De son côté, la Grèce voit ses taux d'intérêts baisser, et ce, de façon spectaculaire. Comment expliquer ce paradoxe ?

Les taux d'intérêts grecs sont passés de 8,40% à 6,9% en un mois. Mais ici, cette baisse s'explique d'une autre façon. L'évolution des taux d'intérêts dépend de l'évolution de plusieurs éléments ; outre les anticipations de croissance et d'inflation, il existe une prime de risque attachée à chaque État, qui s'incorpore dans le taux payé par l'État. Et pour la Grèce, cette prime de risque est colossale en comparaison avec les autres pays européens. Or, au cours du mois de novembre, la Grèce a fait état de son plus fort taux de croissance depuis l'année 2008, ce qui signifie que le pays retrouve peu à peu des capacités de remboursement. De plus, la perspective d'une négociation sur la dette pourrait se profiler d'ici au 5 décembre, date de la prochaine réunion de l'Eurogroupe, ce qui pourrait également permettre à la Grèce de bénéficier enfin du plan de relance mené par la Banque centrale européenne. L'ensemble de ces éléments permettent d'atténuer les craintes pesant sur le pays, et ainsi faire baisser la prime de risque sur les taux grecs. Le paradoxe est que la composante relative aux anticipations d'inflation et de croissance de l'économie grecque a bien subi une hausse, comme partout en Europe, lors du mois de novembre. Mais la composante "prime de risque" a été bien plus forte à la baisse, pour en arriver à un résultat d'une baisse très importante de 1,35% en un mois (mais la prime de risque a baissé de 1,5% dans le même temps).

Comment anticiper la suite des évènements ? Quels sont les niveaux de taux qui pourraient être atteints au cours des prochains mois, des prochaines années ?

À long terme, entre la faible démographie des pays occidentaux, la faible productivité due au manque structurel de demande, et des politiques qui restent malgré tout conservatrices de la part des banques centrales, il paraît véritablement hasardeux de parier sur une hausse forte des taux. Il est bien plus probable que ceux-ci restent collés à des niveaux historiquement faibles, surtout dans une Europe qui ressemble de plus en plus au Japon des années 1990 et 2000. A l'inverse, et si les Européens finissent par mettre en place des politiques convenables, avec un retour de la croissance potentielle de la zone euro et d'une inflation à 2%, les taux d'intérêts européens se normaliseraient autour de 3-4%. Mais il ne faut pas s'en inquiéter, puisque justement, de tels taux seraient le signe d'un retour de la croissance, et donc d'une capacité accrue des États de rembourser leurs dettes.

Mais encore une fois, la situation des taux français ne peut être inquiétante que dans deux situations, qui ne concernent que la BCE. Soit la BCE revient sur sa politique d'assouplissement quantitatif, remonte ses taux, et provoque un nouveau ralentissement économique, qui, au regard de l'état actuel de l'Union, déclenche une nouvelle crise européenne qui fera exploser la composante "prime de risque" des taux français.
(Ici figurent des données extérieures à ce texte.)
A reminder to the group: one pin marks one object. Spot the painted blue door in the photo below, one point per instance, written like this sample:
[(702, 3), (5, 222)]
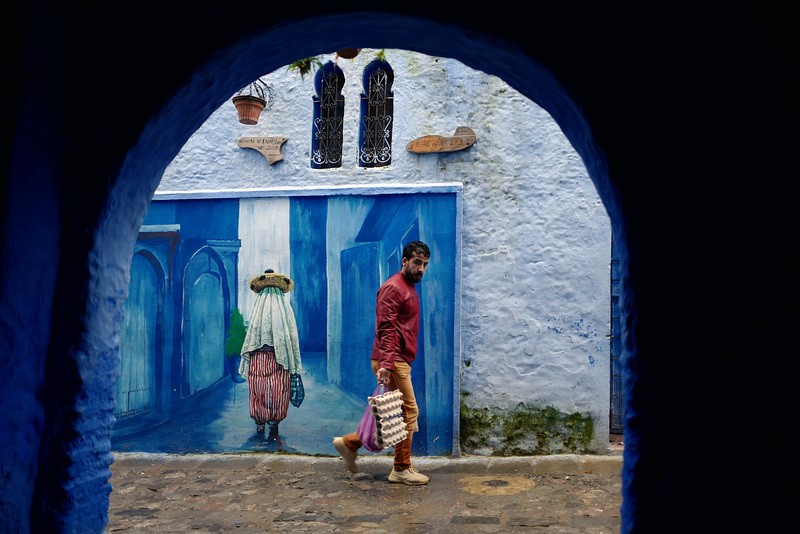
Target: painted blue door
[(136, 387), (360, 283), (203, 323)]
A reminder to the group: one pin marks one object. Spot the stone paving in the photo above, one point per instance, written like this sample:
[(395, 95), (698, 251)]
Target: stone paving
[(256, 493)]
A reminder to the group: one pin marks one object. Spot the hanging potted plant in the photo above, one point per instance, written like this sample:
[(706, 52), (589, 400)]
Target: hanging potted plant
[(250, 105)]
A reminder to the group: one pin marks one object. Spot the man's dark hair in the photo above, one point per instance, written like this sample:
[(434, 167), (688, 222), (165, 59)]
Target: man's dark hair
[(417, 247)]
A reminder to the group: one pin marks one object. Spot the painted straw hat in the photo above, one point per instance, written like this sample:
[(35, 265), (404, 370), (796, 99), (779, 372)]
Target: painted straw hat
[(271, 279)]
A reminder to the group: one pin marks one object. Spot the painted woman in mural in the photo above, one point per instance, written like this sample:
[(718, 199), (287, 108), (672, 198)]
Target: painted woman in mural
[(271, 353)]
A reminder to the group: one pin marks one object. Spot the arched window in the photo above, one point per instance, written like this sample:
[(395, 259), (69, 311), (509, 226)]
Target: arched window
[(326, 142), (377, 108)]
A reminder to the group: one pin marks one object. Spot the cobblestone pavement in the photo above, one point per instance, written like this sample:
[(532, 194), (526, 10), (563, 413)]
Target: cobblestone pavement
[(256, 493)]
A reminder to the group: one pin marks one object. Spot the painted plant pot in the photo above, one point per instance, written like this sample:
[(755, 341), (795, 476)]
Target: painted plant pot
[(249, 108)]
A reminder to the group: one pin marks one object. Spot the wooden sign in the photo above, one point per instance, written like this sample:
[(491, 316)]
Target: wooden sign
[(270, 147), (463, 138)]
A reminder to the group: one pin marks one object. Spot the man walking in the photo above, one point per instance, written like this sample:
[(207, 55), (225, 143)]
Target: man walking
[(394, 349)]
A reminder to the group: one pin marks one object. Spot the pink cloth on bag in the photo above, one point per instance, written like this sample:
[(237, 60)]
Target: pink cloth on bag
[(366, 428)]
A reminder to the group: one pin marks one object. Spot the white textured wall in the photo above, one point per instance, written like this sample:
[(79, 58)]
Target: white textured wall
[(536, 237)]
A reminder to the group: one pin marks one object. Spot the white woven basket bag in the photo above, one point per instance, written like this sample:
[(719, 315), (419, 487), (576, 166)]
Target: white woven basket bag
[(387, 408)]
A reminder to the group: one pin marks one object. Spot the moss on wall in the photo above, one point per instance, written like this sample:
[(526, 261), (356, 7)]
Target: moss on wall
[(524, 430)]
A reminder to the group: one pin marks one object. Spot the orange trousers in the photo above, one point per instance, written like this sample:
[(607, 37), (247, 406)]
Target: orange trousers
[(401, 379)]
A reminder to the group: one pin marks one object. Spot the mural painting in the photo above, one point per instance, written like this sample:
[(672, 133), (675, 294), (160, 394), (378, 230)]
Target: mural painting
[(183, 386)]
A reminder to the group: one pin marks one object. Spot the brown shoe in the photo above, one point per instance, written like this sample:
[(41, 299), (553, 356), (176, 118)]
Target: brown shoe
[(410, 477), (348, 456)]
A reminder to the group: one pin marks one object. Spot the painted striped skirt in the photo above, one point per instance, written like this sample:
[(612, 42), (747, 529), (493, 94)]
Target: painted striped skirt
[(269, 387)]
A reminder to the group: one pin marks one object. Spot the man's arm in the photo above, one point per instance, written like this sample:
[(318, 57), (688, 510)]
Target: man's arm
[(386, 311)]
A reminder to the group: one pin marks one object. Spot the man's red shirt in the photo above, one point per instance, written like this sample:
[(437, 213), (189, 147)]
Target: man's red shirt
[(396, 322)]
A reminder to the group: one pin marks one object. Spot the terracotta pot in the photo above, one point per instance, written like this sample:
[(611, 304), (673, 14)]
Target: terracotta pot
[(249, 108), (348, 53)]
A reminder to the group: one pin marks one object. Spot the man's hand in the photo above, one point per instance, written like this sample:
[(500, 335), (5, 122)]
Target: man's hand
[(384, 376)]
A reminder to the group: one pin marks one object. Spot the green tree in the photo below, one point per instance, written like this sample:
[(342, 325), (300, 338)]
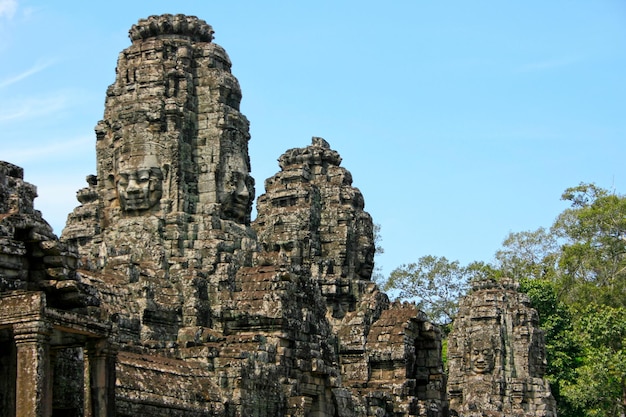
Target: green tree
[(434, 283), (593, 257), (529, 255), (600, 384), (563, 352)]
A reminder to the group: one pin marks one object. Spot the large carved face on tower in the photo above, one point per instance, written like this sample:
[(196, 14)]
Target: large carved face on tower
[(236, 189), (482, 355), (140, 186)]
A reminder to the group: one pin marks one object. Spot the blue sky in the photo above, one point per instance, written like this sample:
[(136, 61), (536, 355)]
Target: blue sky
[(460, 121)]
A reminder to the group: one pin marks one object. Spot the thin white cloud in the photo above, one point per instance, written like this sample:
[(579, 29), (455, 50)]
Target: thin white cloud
[(22, 155), (547, 65), (32, 107), (8, 8), (33, 70)]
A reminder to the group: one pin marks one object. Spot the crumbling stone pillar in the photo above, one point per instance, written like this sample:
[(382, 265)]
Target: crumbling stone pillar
[(100, 359), (33, 385)]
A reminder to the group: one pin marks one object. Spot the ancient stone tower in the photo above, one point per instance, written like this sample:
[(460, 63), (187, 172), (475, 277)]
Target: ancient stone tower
[(496, 356), (213, 315), (163, 299)]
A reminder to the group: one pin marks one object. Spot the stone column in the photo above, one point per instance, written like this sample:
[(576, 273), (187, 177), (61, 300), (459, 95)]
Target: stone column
[(34, 379), (100, 379)]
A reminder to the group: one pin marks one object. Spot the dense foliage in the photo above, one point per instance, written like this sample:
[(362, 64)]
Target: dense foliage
[(575, 275)]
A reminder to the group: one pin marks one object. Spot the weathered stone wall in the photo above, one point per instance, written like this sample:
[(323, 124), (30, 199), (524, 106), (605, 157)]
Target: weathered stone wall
[(496, 355)]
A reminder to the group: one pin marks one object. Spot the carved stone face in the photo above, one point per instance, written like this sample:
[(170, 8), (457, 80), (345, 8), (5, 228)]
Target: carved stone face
[(139, 189), (236, 192), (482, 357)]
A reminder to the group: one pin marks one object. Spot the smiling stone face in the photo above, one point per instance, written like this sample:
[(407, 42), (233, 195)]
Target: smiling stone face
[(482, 356), (140, 188)]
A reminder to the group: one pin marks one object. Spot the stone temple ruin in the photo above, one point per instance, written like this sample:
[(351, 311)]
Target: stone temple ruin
[(162, 298)]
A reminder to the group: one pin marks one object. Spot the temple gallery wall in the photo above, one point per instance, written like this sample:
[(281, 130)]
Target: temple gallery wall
[(162, 298)]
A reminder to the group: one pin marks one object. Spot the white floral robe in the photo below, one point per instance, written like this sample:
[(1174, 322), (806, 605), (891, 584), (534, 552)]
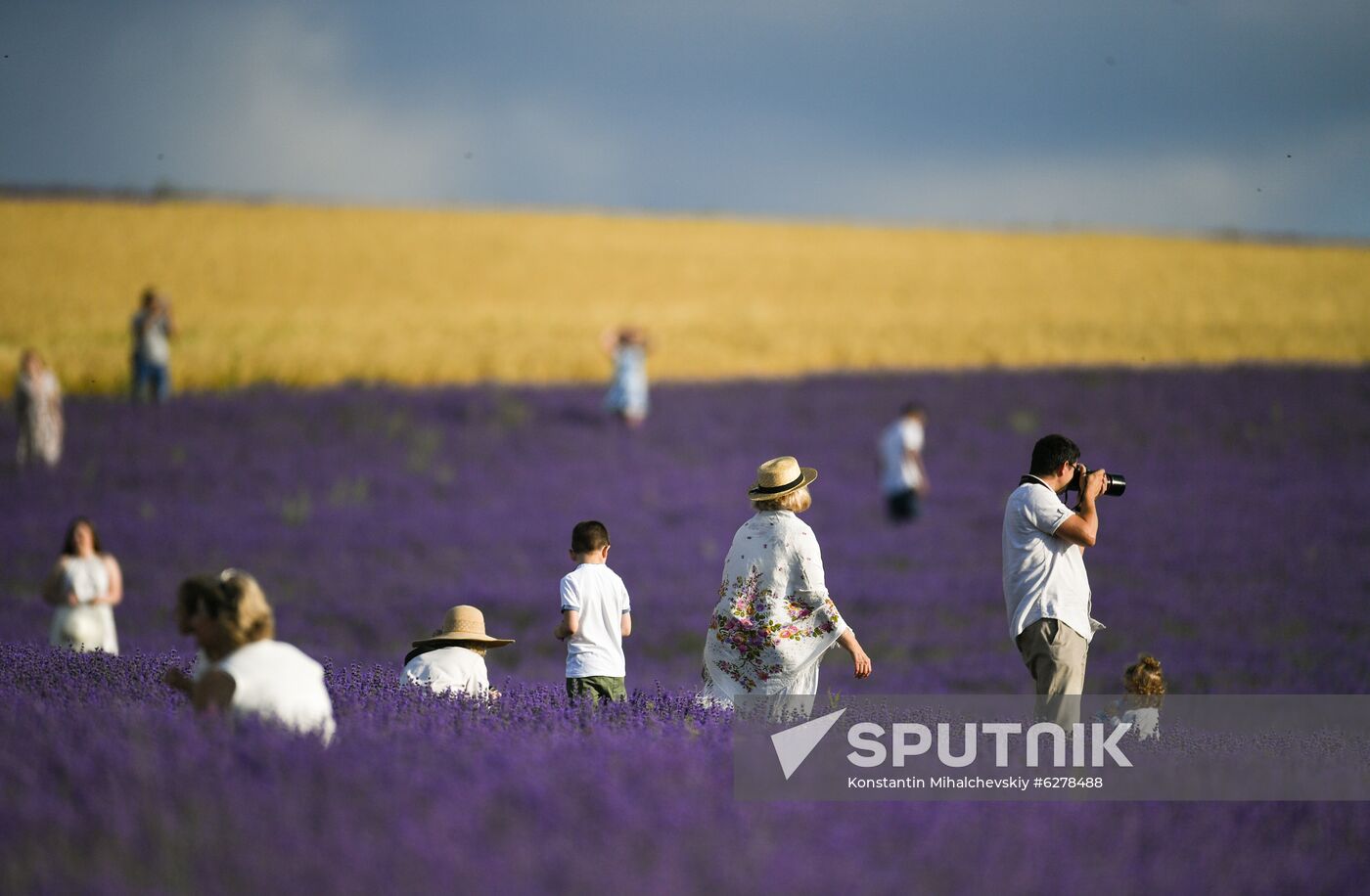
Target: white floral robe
[(774, 619)]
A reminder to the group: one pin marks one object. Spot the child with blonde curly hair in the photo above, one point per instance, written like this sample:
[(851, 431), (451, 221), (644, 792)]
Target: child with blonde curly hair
[(1144, 690)]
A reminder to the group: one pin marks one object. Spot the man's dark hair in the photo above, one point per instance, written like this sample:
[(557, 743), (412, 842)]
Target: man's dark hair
[(1052, 451), (588, 536)]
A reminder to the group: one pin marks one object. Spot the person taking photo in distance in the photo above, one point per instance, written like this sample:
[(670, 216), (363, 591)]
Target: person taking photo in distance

Soit, dans une optique fantaisiste, la BCE se transforme en une Banque centrale hyper expansionniste, du type argentin des bonnes années, et déclenche une spirale inflationniste. En-dehors de ces deux scénarios, il est peu probable de voir la France menacée par ses taux d'intérêts et sa dette. Il faudrait vraiment en arriver à une situation où la BCE veut faire payer la France pour la forcer à mettre en place des réformes, dans un mode purement punitif. Ce qui serait un geste politiquement intenable, à moins de vouloir délibérément en finir avec la construction européenne.